Neural networks have become the de facto standard for image-related tasks in computing, currently being deployed in a multitude of scenarios, ranging from automatically tagging photos in your image library to autonomous driving systems. These machine-learned systems have become ubiquitous because they perform more accurately than any system humans were able to directly design without machine learning. But because essential details of these systems are learned during the automated training process, understanding how a network goes about its given task can sometimes remain a bit of a mystery.

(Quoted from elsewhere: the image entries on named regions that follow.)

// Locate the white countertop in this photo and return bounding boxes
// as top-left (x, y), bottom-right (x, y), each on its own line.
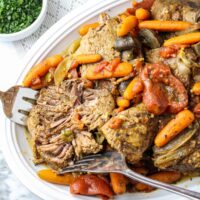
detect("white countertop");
top-left (0, 43), bottom-right (39, 200)
top-left (0, 0), bottom-right (89, 200)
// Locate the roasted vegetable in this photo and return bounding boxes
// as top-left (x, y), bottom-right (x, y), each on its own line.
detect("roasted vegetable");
top-left (155, 110), bottom-right (194, 147)
top-left (123, 77), bottom-right (144, 100)
top-left (122, 49), bottom-right (134, 61)
top-left (135, 8), bottom-right (150, 20)
top-left (153, 123), bottom-right (200, 172)
top-left (192, 42), bottom-right (200, 56)
top-left (117, 15), bottom-right (138, 37)
top-left (118, 79), bottom-right (131, 96)
top-left (70, 174), bottom-right (113, 198)
top-left (164, 32), bottom-right (200, 46)
top-left (37, 169), bottom-right (78, 185)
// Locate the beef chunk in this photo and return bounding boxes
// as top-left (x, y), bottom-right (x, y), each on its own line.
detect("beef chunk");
top-left (101, 104), bottom-right (157, 163)
top-left (27, 79), bottom-right (114, 169)
top-left (151, 0), bottom-right (200, 23)
top-left (72, 131), bottom-right (102, 157)
top-left (75, 14), bottom-right (120, 61)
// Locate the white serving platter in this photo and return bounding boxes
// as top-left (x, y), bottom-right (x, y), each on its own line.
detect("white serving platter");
top-left (1, 0), bottom-right (200, 200)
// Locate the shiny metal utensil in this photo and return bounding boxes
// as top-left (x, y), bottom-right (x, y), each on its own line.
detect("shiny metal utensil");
top-left (0, 86), bottom-right (38, 126)
top-left (60, 152), bottom-right (200, 200)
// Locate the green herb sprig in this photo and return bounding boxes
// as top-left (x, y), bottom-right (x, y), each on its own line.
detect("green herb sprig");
top-left (0, 0), bottom-right (42, 33)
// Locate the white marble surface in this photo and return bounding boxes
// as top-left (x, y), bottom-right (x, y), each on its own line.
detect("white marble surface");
top-left (0, 43), bottom-right (40, 200)
top-left (0, 0), bottom-right (88, 200)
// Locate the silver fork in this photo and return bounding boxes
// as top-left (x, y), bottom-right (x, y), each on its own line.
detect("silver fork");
top-left (0, 86), bottom-right (38, 126)
top-left (59, 152), bottom-right (200, 200)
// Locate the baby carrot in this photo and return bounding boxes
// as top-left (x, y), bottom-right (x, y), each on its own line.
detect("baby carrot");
top-left (117, 97), bottom-right (130, 108)
top-left (37, 169), bottom-right (77, 185)
top-left (191, 82), bottom-right (200, 95)
top-left (135, 8), bottom-right (150, 20)
top-left (110, 173), bottom-right (127, 194)
top-left (123, 77), bottom-right (143, 100)
top-left (154, 110), bottom-right (194, 147)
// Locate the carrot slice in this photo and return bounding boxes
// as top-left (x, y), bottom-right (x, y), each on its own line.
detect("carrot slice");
top-left (155, 110), bottom-right (194, 147)
top-left (110, 173), bottom-right (127, 194)
top-left (37, 169), bottom-right (77, 185)
top-left (135, 8), bottom-right (150, 20)
top-left (191, 82), bottom-right (200, 95)
top-left (123, 77), bottom-right (144, 100)
top-left (139, 20), bottom-right (192, 32)
top-left (164, 32), bottom-right (200, 47)
top-left (117, 97), bottom-right (130, 108)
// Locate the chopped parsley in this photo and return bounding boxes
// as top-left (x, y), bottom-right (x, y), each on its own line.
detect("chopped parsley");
top-left (0, 0), bottom-right (42, 33)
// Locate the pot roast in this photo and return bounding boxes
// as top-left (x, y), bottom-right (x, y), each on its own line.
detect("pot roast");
top-left (101, 104), bottom-right (157, 163)
top-left (151, 0), bottom-right (200, 23)
top-left (27, 79), bottom-right (114, 168)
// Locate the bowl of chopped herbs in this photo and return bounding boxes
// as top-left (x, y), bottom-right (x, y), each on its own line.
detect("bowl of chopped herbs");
top-left (0, 0), bottom-right (48, 41)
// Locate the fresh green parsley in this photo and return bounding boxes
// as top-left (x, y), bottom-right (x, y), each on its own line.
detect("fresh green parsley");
top-left (0, 0), bottom-right (42, 33)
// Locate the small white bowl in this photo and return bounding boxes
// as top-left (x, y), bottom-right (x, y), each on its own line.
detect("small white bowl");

Today, in collaboration with colleagues at OpenAI, we're publishing "Exploring Neural Networks with Activation Atlases", which describes a new technique aimed at helping to answer the question of what image classification neural networks "see" when provided an image. Activation atlases provide a new way to peer into convolutional vision networks, giving a global, hierarchical, and human-interpretable overview of concepts within the hidden layers of a network. We think of activation atlases as revealing a machine-learned alphabet for images — an array of simple, atomic concepts that are combined and recombined to form much more complex visual ideas. We are also releasing some jupyter notebooks to help you get you started in making your own activation atlases.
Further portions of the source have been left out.